Improved YOLOv5 with Attention Mechanism for Defect Detection in Solar Panels

In recent years, the rapid development of the global economy has heightened concerns about environmental pollution, leading to an increased focus on renewable energy sources. Among these, solar energy stands out as a clean and sustainable option, driving significant growth in the photovoltaic (PV) power generation industry. Solar panels, which convert sunlight into electricity, are the core components of PV systems, and their quality directly impacts energy conversion efficiency and circuit safety. However, solar panels are often installed in harsh outdoor environments, such as deserts and戈壁, where they are exposed to weather conditions like wind, rain, and snow, leading to defects such as cracks, black cores, thick lines, finger interruptions, and star cracks. These defects can reduce power output and pose safety risks, making defect detection crucial for maintaining system performance and longevity.

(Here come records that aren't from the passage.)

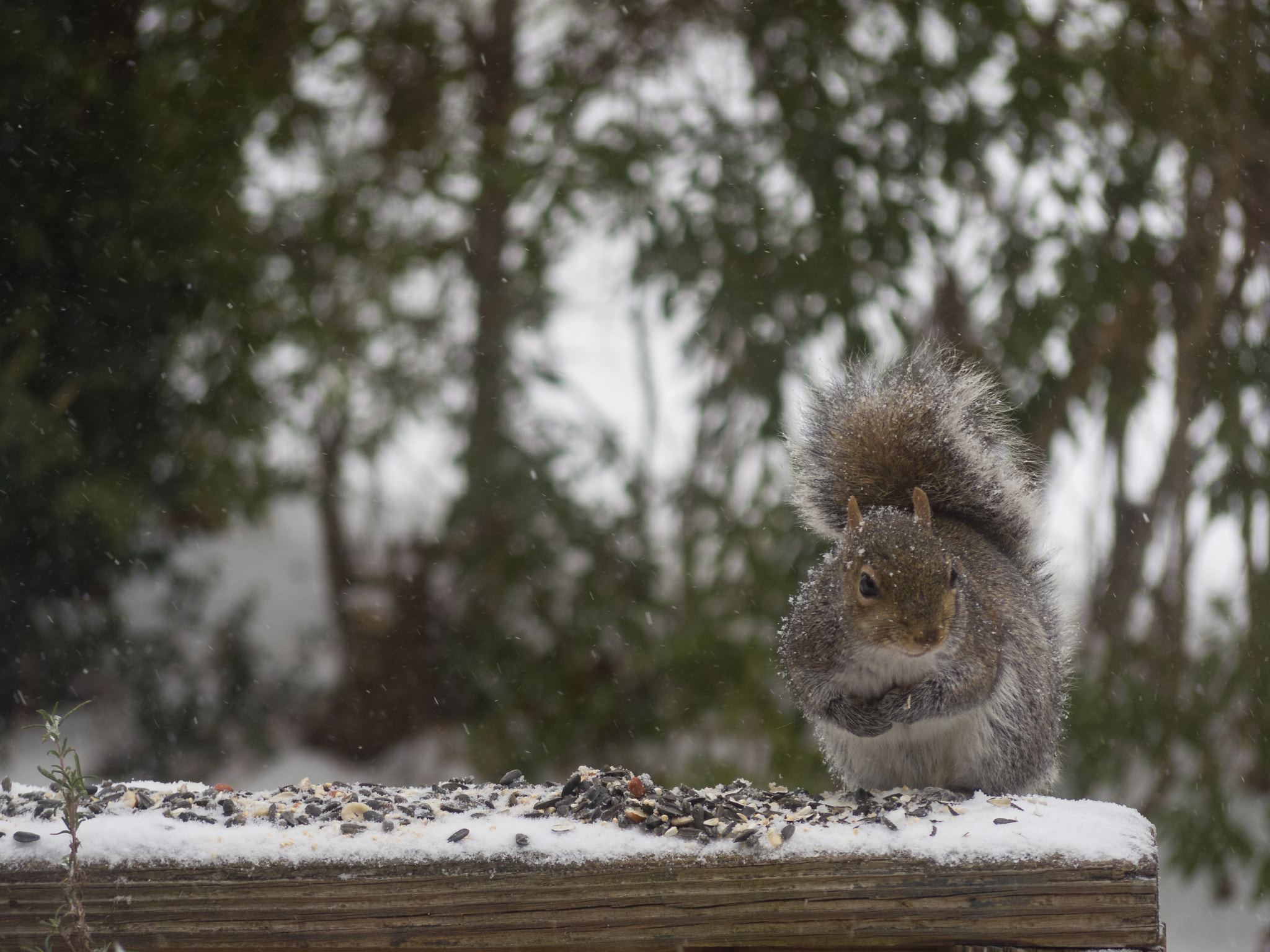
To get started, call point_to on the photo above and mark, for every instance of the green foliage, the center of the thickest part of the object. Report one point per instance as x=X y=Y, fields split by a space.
x=69 y=782
x=128 y=412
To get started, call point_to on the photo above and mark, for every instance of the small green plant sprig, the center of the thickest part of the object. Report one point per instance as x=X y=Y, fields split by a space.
x=69 y=781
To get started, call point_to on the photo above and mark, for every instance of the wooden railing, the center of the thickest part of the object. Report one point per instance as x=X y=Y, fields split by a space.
x=680 y=903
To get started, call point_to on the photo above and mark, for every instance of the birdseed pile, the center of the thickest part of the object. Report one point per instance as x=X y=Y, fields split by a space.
x=596 y=814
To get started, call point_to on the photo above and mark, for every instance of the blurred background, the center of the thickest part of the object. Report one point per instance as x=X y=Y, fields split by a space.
x=397 y=389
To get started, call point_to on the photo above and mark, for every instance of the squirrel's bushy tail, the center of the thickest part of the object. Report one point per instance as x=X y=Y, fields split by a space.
x=918 y=423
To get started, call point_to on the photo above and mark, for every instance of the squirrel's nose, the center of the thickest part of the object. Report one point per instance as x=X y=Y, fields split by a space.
x=931 y=637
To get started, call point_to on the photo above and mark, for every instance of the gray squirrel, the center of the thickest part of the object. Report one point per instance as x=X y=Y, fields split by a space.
x=926 y=648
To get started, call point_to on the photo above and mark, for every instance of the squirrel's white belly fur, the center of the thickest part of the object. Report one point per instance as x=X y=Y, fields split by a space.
x=941 y=752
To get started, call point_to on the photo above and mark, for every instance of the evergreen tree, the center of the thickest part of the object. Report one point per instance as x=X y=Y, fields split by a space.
x=128 y=410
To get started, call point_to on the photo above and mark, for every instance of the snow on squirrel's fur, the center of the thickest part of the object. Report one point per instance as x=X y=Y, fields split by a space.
x=600 y=819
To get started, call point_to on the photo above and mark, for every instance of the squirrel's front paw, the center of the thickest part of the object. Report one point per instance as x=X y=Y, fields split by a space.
x=860 y=718
x=898 y=705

Traditional defect detection methods for solar panels rely on manual inspection, which is time-consuming, costly, and prone to human error. Therefore, machine vision-based approaches have gained prominence. These methods typically use infrared imaging techniques, including infrared thermal imaging (IRT) and electroluminescent (EL) imaging. While IRT allows non-contact, long-distance inspection, it suffers from low resolution and slow imaging speeds, limiting its ability to detect internal defects accurately. In contrast, EL imaging involves applying a forward bias to solar panels to generate near-infrared light, with defects appearing as shadows in the images. EL offers high resolution, fast imaging, and precise defect classification, making it more suitable for detailed inspection. Consequently, this paper focuses on using EL images for defect detection in solar panels.

In the field of machine vision, object detection algorithms are broadly categorized into two-stage and single-stage methods. Two-stage algorithms, such as Region-based Convolutional Neural Networks (R-CNN) and Fast R-CNN, achieve high accuracy but are computationally intensive. Single-stage algorithms, like the You Only Look Once (YOLO) series and Single Shot Multibox Detector (SSD), offer a better balance between speed and accuracy, making them ideal for real-time applications. Among these, YOLOv5 has emerged as a popular choice due to its compact size, high precision, and fast inference speeds. However, existing studies indicate that standard YOLOv5 may still suffer from missed detections and reduced accuracy when handling multiple defect types in solar panels, especially for small or overlapping defects. To address these limitations, this paper proposes an improved YOLOv5 algorithm that integrates an attention mechanism, specifically the Efficient Channel Attention (ECA) module, into the backbone network. This enhancement aims to boost feature representation, improve detection precision, and reduce false negatives, all while maintaining computational efficiency.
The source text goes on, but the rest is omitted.